AZK, this is just general commentary and not to be taken as advice. I don't know what you should do. I do know that you should take what your agent says with a grain of salt because his job is to sell you something. I would also suggest the same with those on this board since most of the people giving advice don't have life insurance expertise and seem to have some sort of vested interest against permanent coverage.

1)Amount of coverage is far more important than type of coverage.
2)Whole life insurance is not an investment. It is life insurance. However, owning whole life insurance does impact your portfolio. Because you have a death benefit that never goes away, it will allow you to spend more of your money in retirement.
3)Whole life insurance is a terrible place to put short term money.
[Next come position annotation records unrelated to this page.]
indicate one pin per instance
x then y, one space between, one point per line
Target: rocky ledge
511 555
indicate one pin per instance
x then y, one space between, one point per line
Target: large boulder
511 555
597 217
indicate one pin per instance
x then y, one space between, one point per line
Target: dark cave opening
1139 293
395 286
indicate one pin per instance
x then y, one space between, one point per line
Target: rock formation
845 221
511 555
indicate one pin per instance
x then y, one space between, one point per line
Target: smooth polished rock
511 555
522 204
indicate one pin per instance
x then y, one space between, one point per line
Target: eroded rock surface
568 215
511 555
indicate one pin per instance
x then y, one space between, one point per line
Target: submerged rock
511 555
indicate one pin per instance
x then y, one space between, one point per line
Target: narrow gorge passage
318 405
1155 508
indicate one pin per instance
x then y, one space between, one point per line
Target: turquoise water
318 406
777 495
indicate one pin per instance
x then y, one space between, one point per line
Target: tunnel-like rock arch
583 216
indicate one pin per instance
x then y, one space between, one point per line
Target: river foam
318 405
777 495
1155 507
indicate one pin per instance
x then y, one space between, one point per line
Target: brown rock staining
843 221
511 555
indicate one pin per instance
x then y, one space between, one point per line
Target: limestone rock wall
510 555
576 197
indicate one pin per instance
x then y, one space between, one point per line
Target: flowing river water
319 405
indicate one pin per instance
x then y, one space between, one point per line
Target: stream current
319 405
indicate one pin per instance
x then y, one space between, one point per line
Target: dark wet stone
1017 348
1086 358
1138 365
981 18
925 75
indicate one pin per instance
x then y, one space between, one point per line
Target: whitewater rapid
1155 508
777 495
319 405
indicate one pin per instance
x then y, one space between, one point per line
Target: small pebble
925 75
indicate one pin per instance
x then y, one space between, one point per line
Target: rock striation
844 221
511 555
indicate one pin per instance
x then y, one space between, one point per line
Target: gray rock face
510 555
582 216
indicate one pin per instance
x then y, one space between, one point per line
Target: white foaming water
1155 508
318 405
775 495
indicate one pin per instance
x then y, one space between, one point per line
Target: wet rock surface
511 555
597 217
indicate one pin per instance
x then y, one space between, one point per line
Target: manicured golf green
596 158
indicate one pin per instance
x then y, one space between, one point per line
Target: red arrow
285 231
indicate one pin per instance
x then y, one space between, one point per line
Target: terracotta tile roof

4)Whole life insurance is an asset that is guaranteed to grow every year.
5)If it was free, it would be an awesome product.
6)It is expensive, so there must be money to pay for it.
7)If it is purchased with money that would otherwise be put away in a conservative manner, a "buy term and invest the difference" comparison will come out in favor of WL and from the period of time between the end of the term and around life expectancy, the difference will probably be substantial.
8)I have no idea if it makes sense for you, but I wouldn't automatically dismiss the idea without looking at it and understanding more.
9)The numbers may make sense for it and at the same time it may still be wise to not purchase it.

This is my advice for you:
Buy term insurance immediately based upon your need if your wife told you that she was pregnant today. Let whole life insurance become a secondary topic and not the primary one.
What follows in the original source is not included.